Recensione RUR. Robots Universali di Rossum di Rogerio Pietro Mazzantini

RUR Rossum’s Universal Robots è originariamente il testo teatrale che, nel 1920, introduce nella cultura mondiale il termine “robot”. La storia, una delle prime distopie del XX secolo, racconta le tragiche conseguenze innescate dalla creazione di un uomo artificiale, organico ma apparentemente privo di quelle caratteristiche che rendono l’uomo debole e fallibile, come i sentimenti, i bisogni e il libero arbitrio – in una parola, l’anima. Tuttavia nessuna creatura può essere radicalmente diversa dal suo creatore e i robot di Karel Čapek, prodotti come beni di consumo per sollevare gli esseri umani dalle fatiche del lavoro fisico, sanno essere solidali tra loro, ribelli e violenti come gli uomini che li hanno costruiti. Nella storia di RUR si riflettono le grandi paure del Novecento di fronte all’avanzata del totalitarismo bolscevico, della vertiginosa corsa del progresso tecnico-scientifico, della disumanizzazione delle masse e delle ingiustizie sociali del capitalismo industriale. RUR è un «ammonimento alla società tecnologica, perché si avveda in tempo del

COMMENTO SUL LIBRO

È noto che il termine robot è stato introdotto da Carel Čapek nel 1920 in un testo dal titolo R.U.R. Si tratta però di un testo teatrale, poco letto e ormai non più rappresentato. Originale e opportuna dunque l’idea dello scrittore brasiliano Rogerio Pietro Mazzantini di riscrivere quel vecchio testo in forma di romanzo ambientandolo ai giorni nostri. Un’operazione molto ben riuscita, a mio modo di vedere per la quale dobbiamo ringraziare anche la piccola ma coraggiosa casa editrice milanese I dobloni – Covo della Ladra.

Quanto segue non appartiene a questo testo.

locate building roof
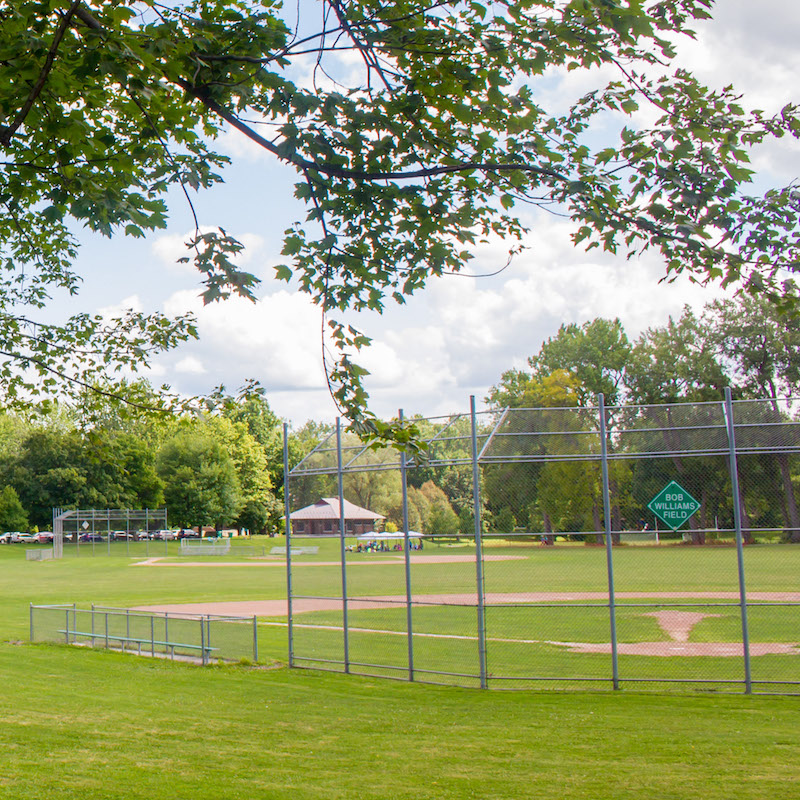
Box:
[290,497,386,520]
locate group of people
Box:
[346,539,422,553]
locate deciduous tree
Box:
[0,0,800,444]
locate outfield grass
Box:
[0,644,800,800]
[0,540,800,800]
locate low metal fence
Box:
[30,604,258,664]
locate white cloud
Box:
[81,0,800,424]
[175,356,208,375]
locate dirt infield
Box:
[136,592,800,657]
[133,553,527,569]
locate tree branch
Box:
[0,0,81,147]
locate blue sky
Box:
[67,0,800,425]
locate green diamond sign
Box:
[647,481,700,531]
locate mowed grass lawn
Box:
[0,547,800,800]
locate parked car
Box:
[152,530,180,542]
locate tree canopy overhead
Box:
[0,0,800,438]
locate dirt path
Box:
[132,553,527,569]
[137,592,800,658]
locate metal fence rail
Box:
[285,392,800,693]
[30,604,258,665]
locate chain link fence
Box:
[286,393,800,692]
[30,604,258,664]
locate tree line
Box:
[0,296,800,541]
[484,296,800,543]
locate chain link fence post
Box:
[469,395,488,689]
[725,386,753,694]
[336,417,350,672]
[398,408,414,681]
[597,393,619,689]
[283,422,294,667]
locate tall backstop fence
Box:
[285,392,800,693]
[30,604,258,664]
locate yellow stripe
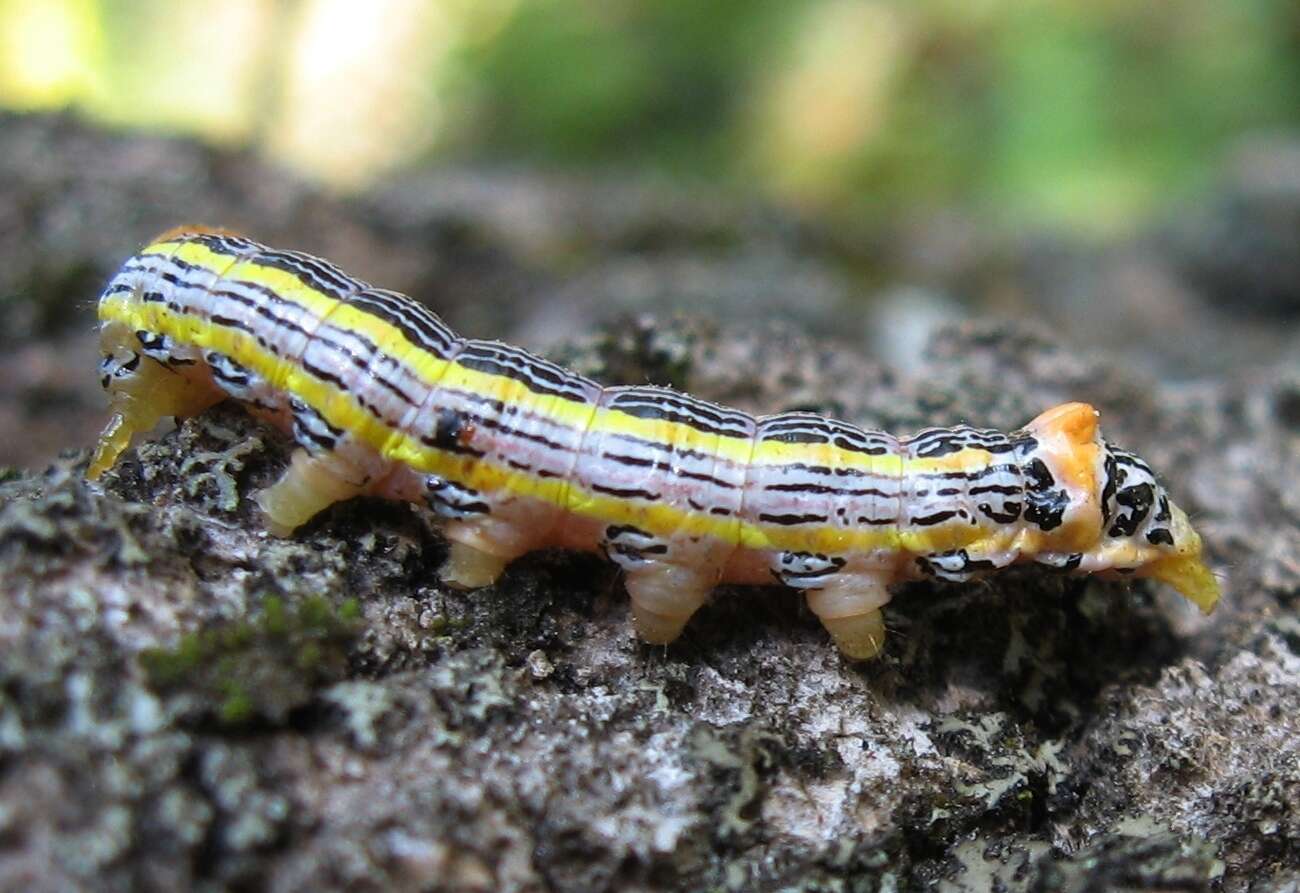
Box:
[114,242,993,554]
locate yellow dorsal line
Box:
[119,243,1013,554]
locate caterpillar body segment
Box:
[87,230,1218,659]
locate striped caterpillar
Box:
[87,229,1219,659]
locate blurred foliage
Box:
[0,0,1300,226]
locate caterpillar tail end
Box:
[1138,506,1221,614]
[1140,554,1222,614]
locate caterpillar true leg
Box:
[86,322,225,480]
[88,230,1219,659]
[807,573,889,660]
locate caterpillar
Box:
[87,227,1219,659]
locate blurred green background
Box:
[0,0,1300,231]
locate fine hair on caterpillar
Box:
[87,227,1219,659]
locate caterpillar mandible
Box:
[87,229,1219,659]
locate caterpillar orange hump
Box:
[87,229,1219,658]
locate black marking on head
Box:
[1147,528,1174,546]
[1101,448,1121,529]
[1109,482,1156,537]
[976,500,1022,524]
[1024,459,1070,530]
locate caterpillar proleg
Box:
[87,229,1219,659]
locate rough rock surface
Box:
[0,120,1300,890]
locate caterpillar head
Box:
[1019,403,1219,614]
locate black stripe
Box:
[909,510,957,526]
[758,512,827,526]
[763,484,898,499]
[590,484,660,502]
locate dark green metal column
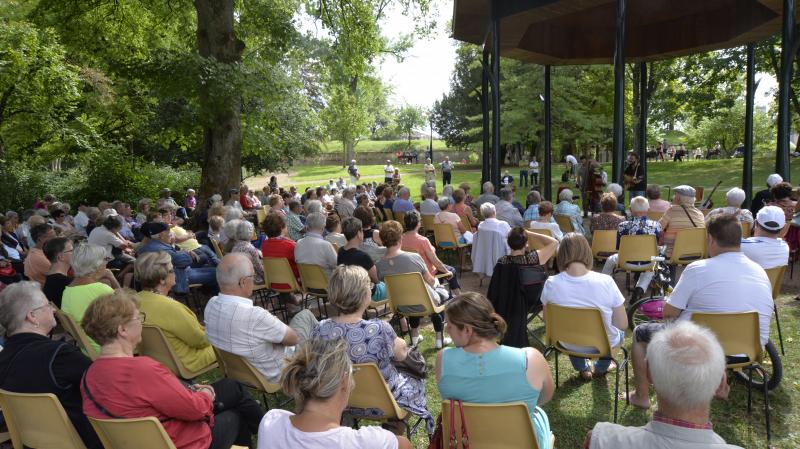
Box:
[611,0,625,185]
[742,43,756,209]
[775,0,795,182]
[539,65,553,201]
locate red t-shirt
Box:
[261,236,300,289]
[81,356,214,449]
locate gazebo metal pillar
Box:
[775,0,795,182]
[611,0,624,185]
[638,62,650,184]
[742,43,756,209]
[539,65,553,201]
[490,2,501,188]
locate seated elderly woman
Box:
[658,185,706,260]
[530,201,564,241]
[400,210,461,295]
[375,220,450,348]
[433,195,472,243]
[589,192,625,234]
[705,187,752,226]
[0,281,103,449]
[225,220,264,285]
[553,189,586,234]
[542,232,628,379]
[436,292,555,449]
[81,290,264,449]
[61,243,120,351]
[487,226,558,348]
[134,251,217,371]
[312,265,434,434]
[258,338,412,449]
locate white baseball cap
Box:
[756,206,786,232]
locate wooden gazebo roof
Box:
[453,0,796,65]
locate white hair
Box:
[647,321,725,410]
[631,196,650,212]
[725,187,745,207]
[481,202,497,218]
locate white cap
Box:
[767,173,783,188]
[756,206,786,232]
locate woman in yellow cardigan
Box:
[134,251,217,371]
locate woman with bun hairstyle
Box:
[258,338,411,449]
[436,292,554,449]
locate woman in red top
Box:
[81,290,264,449]
[261,213,300,289]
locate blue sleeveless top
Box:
[439,345,550,449]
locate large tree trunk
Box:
[194,0,244,209]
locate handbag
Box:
[394,347,428,380]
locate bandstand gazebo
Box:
[453,0,797,204]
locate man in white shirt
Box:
[629,214,772,409]
[383,159,394,185]
[419,187,439,215]
[294,212,336,278]
[204,253,317,382]
[742,206,789,270]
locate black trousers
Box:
[209,379,265,449]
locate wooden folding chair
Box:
[0,390,86,449]
[139,324,217,380]
[441,400,555,449]
[544,303,628,422]
[764,265,786,355]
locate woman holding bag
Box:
[436,292,554,449]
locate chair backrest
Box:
[764,265,786,301]
[347,363,408,420]
[297,263,328,295]
[0,390,87,449]
[214,346,281,393]
[89,416,175,449]
[592,231,617,258]
[544,303,611,357]
[139,324,195,379]
[617,235,658,267]
[56,310,100,361]
[692,312,763,362]
[442,400,550,449]
[670,228,708,265]
[433,223,458,249]
[383,273,443,316]
[262,257,300,293]
[553,214,575,234]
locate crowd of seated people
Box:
[0,169,796,449]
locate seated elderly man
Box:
[603,196,661,303]
[294,213,336,278]
[706,187,753,225]
[419,186,439,215]
[583,321,741,449]
[204,253,318,382]
[742,206,789,270]
[629,214,772,409]
[392,187,414,213]
[472,181,500,212]
[659,185,706,260]
[494,188,523,228]
[138,221,218,293]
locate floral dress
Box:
[311,319,434,435]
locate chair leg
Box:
[772,303,786,355]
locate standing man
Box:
[625,153,647,200]
[347,159,361,186]
[442,156,453,187]
[383,159,394,185]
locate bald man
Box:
[204,253,318,383]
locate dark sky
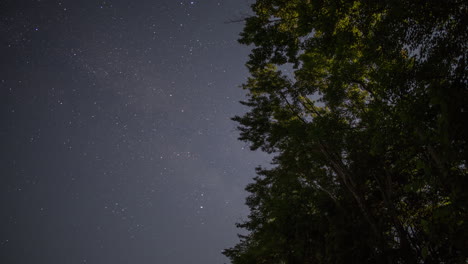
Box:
[0,0,267,264]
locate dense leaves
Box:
[224,0,468,264]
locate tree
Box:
[224,0,468,264]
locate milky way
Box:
[0,0,267,264]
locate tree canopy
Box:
[224,0,468,264]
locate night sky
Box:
[0,0,267,264]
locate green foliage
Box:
[224,0,468,264]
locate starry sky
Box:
[0,0,268,264]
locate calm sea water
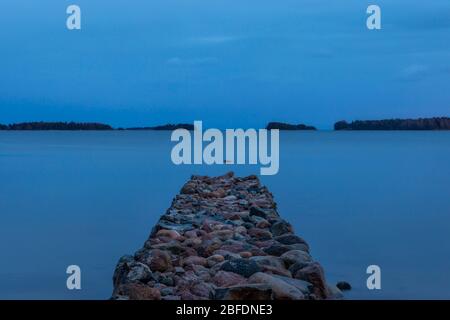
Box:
[0,132,450,299]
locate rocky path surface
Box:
[112,173,341,300]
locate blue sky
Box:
[0,0,450,129]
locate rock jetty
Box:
[112,173,342,300]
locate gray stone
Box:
[221,259,261,278]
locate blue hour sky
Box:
[0,0,450,129]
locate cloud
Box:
[400,64,431,81]
[166,57,219,66]
[187,35,242,45]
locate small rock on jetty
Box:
[112,173,342,300]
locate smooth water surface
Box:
[0,131,450,299]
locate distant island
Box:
[0,121,194,131]
[0,121,113,130]
[266,122,316,130]
[125,123,194,131]
[334,117,450,131]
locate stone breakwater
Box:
[112,173,342,300]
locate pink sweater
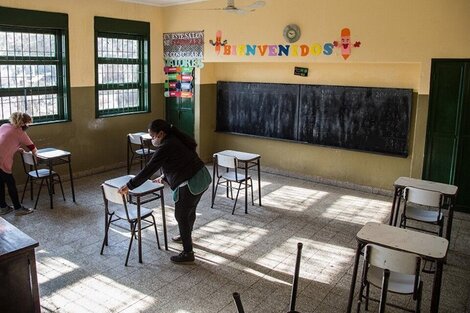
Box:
[0,123,33,174]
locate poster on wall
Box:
[163,31,204,67]
[163,31,204,98]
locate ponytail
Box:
[148,119,197,151]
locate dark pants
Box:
[0,169,21,209]
[175,185,204,252]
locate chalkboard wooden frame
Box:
[216,81,413,157]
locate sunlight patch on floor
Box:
[263,186,328,212]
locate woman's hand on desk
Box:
[152,175,165,184]
[118,185,129,195]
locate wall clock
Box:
[283,24,300,43]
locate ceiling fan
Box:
[193,0,266,14]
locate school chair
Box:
[127,133,155,174]
[21,151,65,210]
[211,154,254,215]
[100,184,160,266]
[357,244,423,312]
[400,187,444,237]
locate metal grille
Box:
[97,34,146,116]
[0,27,65,122]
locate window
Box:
[0,7,70,123]
[95,17,150,117]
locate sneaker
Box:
[15,206,33,216]
[0,205,13,215]
[170,251,194,264]
[171,235,183,243]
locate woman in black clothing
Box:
[119,119,212,263]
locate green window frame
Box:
[95,17,150,118]
[0,7,71,124]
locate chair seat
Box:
[28,168,57,178]
[222,172,251,182]
[114,203,153,222]
[135,148,155,156]
[367,265,415,294]
[406,206,443,223]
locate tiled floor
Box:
[3,165,470,313]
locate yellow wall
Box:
[0,0,164,178]
[0,0,470,189]
[0,0,167,87]
[163,0,470,189]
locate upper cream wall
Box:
[0,0,163,87]
[163,0,470,94]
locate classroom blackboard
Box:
[216,82,413,157]
[217,82,299,140]
[298,85,413,156]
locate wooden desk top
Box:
[356,222,449,260]
[0,217,39,260]
[38,148,70,159]
[214,150,261,162]
[393,177,458,196]
[104,175,165,196]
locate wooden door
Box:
[423,59,470,212]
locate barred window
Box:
[0,8,69,123]
[95,18,149,117]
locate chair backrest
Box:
[366,244,421,275]
[101,184,130,220]
[216,154,238,170]
[21,151,39,177]
[405,187,444,208]
[214,154,238,181]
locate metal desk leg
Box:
[211,158,217,208]
[257,159,261,206]
[393,188,403,226]
[68,155,75,202]
[388,187,398,225]
[446,198,454,243]
[137,196,142,263]
[160,189,168,251]
[48,160,54,209]
[245,162,253,214]
[431,260,444,313]
[28,249,41,313]
[346,242,363,313]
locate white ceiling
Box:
[119,0,207,7]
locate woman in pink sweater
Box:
[0,112,37,215]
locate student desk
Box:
[104,175,168,263]
[388,177,458,240]
[0,218,41,313]
[212,150,261,208]
[347,222,449,313]
[37,148,75,209]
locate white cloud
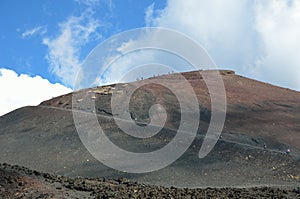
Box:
[145,0,300,90]
[255,0,300,90]
[0,68,72,116]
[43,9,101,86]
[21,26,47,39]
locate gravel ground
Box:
[0,164,300,199]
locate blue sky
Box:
[0,0,300,115]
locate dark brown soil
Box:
[0,71,300,198]
[0,164,300,199]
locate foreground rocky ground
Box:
[0,164,300,199]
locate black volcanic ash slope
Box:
[0,71,300,187]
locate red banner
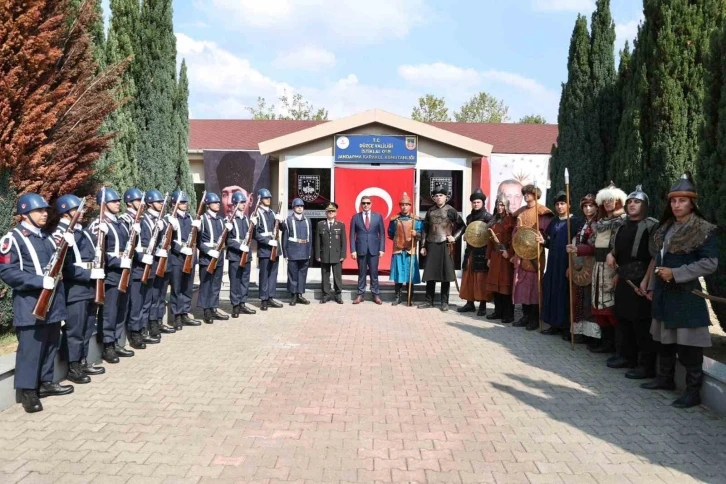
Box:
[335,167,415,271]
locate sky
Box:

La storia è quella raccontata da Čapek. Siamo in una società che si affida ai robot per ogni attività lavorativa, e progressivamente diventa del tutto dipendente da essi. Un gruppetto di ingegneri e tecnici, gestisce la grande fabbrica che costruisce i robot, che hanno natura biologica e non meccanica. Ma c’è anche un politico che per acquistare consenso inizia una battaglia per i diritti dei robot e contro lo sfruttamento disumano che essi subiscono, una battaglia per merito della quale i robot vedono riconosciuti il loro diritto a essere considerati umani, e a portare armi. Sembra un atto di giustizia, ma ha delle conseguenze drammatiche.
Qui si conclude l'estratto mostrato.